Over at ACEP’s blog The Central Line, Graham Walker tells us why he wants a national EMR.  Graham’s vision is compelling, yes, what with all that information and stuff.  As an emergency physician, I want a national EMR, too.

But what if I were the patient?  Let me put on my hypothetical patient hat, and respond to Dr. Walker:

  • A patient comes in to see me. I immediately get a list of their medical problems, prescribed medications, and allergies.

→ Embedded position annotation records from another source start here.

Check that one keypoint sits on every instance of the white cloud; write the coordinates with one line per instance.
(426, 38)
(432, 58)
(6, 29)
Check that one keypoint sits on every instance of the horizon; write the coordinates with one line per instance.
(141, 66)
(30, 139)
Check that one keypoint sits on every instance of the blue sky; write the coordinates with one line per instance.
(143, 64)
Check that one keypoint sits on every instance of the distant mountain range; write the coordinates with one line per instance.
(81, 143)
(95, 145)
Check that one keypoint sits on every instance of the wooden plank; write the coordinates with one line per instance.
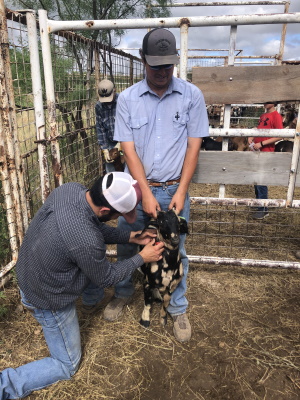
(244, 168)
(248, 85)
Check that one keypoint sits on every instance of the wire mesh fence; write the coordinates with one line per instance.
(78, 66)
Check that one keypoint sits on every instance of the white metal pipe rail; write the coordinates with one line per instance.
(224, 20)
(226, 3)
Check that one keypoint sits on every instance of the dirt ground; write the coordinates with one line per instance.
(245, 341)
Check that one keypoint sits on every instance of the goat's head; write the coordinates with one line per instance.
(171, 226)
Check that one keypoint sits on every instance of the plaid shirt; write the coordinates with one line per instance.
(64, 250)
(105, 123)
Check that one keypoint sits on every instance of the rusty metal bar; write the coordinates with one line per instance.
(50, 94)
(9, 123)
(37, 90)
(242, 262)
(282, 133)
(243, 57)
(294, 163)
(243, 202)
(8, 267)
(52, 26)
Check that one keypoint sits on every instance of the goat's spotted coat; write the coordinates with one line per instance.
(162, 277)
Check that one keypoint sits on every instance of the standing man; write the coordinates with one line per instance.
(62, 253)
(105, 110)
(271, 119)
(160, 123)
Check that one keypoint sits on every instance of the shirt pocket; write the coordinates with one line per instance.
(180, 126)
(139, 128)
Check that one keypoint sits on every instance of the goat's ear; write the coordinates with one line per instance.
(183, 225)
(152, 224)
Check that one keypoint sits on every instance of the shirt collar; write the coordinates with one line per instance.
(175, 86)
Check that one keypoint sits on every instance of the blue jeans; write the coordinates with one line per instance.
(109, 167)
(261, 192)
(61, 331)
(125, 288)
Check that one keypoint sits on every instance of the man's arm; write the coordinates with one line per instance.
(150, 204)
(188, 169)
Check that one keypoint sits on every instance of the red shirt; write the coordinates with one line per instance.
(271, 120)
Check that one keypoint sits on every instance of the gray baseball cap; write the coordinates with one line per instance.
(106, 91)
(159, 47)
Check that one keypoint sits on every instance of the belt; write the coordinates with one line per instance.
(167, 183)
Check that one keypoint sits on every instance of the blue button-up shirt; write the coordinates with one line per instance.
(160, 126)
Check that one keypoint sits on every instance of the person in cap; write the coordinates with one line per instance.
(61, 257)
(271, 119)
(105, 111)
(160, 123)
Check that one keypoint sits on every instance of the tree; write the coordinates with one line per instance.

This list is with actual real words, not “the little blue pill,” or “the white one, I take 10 milligrams — or is it 100 — 3 times — or is it two times — a day.”

If, when I came to see you, I were comatose and being ventilated by the paramedics, great.  But I’m here because I just ate some bad frijoles refritos and now have intractable vomiting, I’m not so sure sure I don’t want to discuss my entire medical history with you.  You’re not my regular doctor, you’re someone who can treat my acute nausea, vomiting, and dehydration.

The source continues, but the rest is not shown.